Per far ripartire l’economia e lo sviluppo nella nostra regione è necessario un sistema di accesso al credito diverso.

Ci siamo mossi con delle scelte molto radicali per portare semplificazione e maggiore competitività per le nostre imprese

Ecco le “cinque mosse per la rivoluzione del credito” che abbiamo presentato questa mattina:

 1.     Tagliare costi e poltrone. In primo luogo la riorganizzazione della governance: con la legge sul riordino delle società regionali dedicate al settore si crea un’unica società sullo sviluppo, con un risparmio di almeno 6 milioni di euro l’anno e il taglio di 32 poltrone. In particolare, con l’incorporazione di Bil in Sviluppo Lazio, la Regione torna a essere un vero garante del credito, spogliandosi del ruolo improprio di gestore diretto.

2.     Raddoppiare i beneficiari del fondo di garanzia. Seconda mossa, l’accesso diretto al Fondo centrale di garanzia: all’interno del Fcg e’ stato istituito, con un finanziamento regionale di 30 milioni, un ‘Plafond Lazio’ cui sarà possibile accedere dal 4 gennaio 2014. In questo modo, è stato spiegato, “si potrà raddoppiare la platea dei potenziali beneficiari rispetto al passato”.

3.     Abbattere i costi di gestione. Sarà bandita nei primi mesi del 2014 una gara pubblica per la Gestione del Fondo di riassicurazione finanziato dalla Regione per 30 milioni di euro, in modo da aumentare la concorrenza e abbattere i costi di gestione rispetto a quanto fatto in questi anni dalle società regionali.

4.     Più risorse, in arrivo 125 milioni di euro. Quarta mossa il potenziamento delle risorse.
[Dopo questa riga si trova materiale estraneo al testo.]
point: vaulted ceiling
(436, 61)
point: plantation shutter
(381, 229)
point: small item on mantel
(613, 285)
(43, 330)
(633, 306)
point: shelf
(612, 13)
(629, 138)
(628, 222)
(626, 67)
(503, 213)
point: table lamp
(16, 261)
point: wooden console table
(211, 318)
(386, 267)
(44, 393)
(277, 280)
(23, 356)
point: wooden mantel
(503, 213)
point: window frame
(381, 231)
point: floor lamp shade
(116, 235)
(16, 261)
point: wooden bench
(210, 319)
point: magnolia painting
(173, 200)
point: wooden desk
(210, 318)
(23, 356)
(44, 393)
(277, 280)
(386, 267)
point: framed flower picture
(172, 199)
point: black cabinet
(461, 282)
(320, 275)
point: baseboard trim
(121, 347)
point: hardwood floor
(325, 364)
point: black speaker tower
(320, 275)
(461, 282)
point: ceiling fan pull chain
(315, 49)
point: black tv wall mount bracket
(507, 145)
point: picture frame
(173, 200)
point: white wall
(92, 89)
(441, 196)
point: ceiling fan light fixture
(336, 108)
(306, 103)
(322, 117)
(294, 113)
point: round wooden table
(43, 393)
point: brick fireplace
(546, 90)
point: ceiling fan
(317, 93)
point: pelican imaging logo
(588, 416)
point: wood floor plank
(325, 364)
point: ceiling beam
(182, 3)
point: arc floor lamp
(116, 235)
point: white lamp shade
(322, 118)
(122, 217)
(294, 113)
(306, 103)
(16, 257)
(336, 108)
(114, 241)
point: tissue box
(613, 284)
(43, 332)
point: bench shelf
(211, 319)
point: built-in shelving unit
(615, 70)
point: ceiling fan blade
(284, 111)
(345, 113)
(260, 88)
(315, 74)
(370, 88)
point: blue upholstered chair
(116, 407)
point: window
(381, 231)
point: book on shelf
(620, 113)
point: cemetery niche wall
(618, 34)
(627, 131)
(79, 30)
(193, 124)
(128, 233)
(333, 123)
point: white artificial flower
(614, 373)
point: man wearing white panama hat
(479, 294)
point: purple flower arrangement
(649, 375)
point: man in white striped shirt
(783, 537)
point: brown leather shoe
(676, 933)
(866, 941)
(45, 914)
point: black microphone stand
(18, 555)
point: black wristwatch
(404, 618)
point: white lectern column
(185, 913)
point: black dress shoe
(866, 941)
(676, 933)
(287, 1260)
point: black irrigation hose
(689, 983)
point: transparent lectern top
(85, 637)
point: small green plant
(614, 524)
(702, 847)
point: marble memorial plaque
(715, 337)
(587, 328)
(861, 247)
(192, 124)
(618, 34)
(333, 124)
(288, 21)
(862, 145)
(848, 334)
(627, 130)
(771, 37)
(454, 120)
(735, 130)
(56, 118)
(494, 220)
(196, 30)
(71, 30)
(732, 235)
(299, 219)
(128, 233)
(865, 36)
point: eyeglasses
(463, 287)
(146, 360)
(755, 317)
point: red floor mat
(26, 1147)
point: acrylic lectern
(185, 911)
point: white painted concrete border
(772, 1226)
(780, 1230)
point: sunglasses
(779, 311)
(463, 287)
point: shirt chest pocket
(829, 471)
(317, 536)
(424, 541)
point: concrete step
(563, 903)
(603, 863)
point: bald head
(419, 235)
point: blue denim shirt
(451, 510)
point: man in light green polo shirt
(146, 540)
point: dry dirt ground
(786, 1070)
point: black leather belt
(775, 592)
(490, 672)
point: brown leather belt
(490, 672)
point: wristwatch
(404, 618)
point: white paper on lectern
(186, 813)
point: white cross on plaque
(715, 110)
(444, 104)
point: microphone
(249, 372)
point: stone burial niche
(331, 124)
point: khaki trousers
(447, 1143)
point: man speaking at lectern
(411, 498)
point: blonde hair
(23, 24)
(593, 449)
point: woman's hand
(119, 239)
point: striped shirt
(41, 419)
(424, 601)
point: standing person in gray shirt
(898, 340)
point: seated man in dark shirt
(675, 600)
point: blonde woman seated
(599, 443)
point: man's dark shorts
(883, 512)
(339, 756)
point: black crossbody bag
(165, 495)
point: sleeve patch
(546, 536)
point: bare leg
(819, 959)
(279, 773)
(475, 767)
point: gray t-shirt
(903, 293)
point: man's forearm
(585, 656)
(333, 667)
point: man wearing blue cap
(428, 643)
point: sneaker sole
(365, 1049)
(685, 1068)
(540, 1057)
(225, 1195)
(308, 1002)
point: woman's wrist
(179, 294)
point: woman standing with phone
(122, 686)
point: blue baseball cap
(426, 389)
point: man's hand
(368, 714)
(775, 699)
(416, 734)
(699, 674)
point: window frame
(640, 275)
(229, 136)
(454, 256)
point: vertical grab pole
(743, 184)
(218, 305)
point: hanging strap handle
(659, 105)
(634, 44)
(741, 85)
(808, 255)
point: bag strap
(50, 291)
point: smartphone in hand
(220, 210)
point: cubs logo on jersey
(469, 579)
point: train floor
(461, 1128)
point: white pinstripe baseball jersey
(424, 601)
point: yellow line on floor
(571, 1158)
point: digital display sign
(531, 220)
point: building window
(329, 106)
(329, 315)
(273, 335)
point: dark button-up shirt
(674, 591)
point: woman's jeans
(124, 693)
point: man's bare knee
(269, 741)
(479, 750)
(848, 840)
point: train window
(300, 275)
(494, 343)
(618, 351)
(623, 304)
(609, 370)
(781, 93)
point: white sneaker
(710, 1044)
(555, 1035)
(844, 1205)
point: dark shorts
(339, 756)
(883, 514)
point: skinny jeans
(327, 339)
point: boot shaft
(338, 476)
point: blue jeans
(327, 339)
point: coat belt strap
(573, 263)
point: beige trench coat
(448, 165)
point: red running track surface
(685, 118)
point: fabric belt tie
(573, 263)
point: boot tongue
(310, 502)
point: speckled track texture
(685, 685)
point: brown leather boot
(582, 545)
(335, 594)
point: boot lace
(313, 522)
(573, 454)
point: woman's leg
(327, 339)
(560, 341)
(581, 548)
Grazie all’accordo con la Bei, infatti, viene aperta una nuova linea di credito da 125 milioni di euro per finanziare i prestiti del sistema bancario verso gli investimenti delle imprese del Lazio. Con questa misura sarà possibile sviluppare fino a 250 milioni di interventi.

5.     Anticipi sui crediti  dalla Regione. Infine oggi è stato siglato un Protocollo d’intesa tra la Regione e le banche che rafforza l’impegno comune per favorire sempre più l’accesso al credito da parte delle imprese. Il Protocollo di oggi segue l’accordo già siglato nelle scorse settimane con il quale il sistema bancario ha dato la sua disponibilità ad anticipare alle imprese la liquidazione dei crediti ex decreto 35.

L’impegno sul credito non è una parentesi, ma si inserisce in una nuova politica economica regionale per  dare segnali di cambiamento e forza al sistema produttivo.

Nei prossimi giorni presenteremo il piano Lazio startup per il rilancio di nuovi bandi, l’Agenda della  semplificazione burocratica e amministrativa e a gennaio faremo il piano per l’internazionalizzazione delle imprese. La politica economica regionale vuole aggredire il tema della crisi.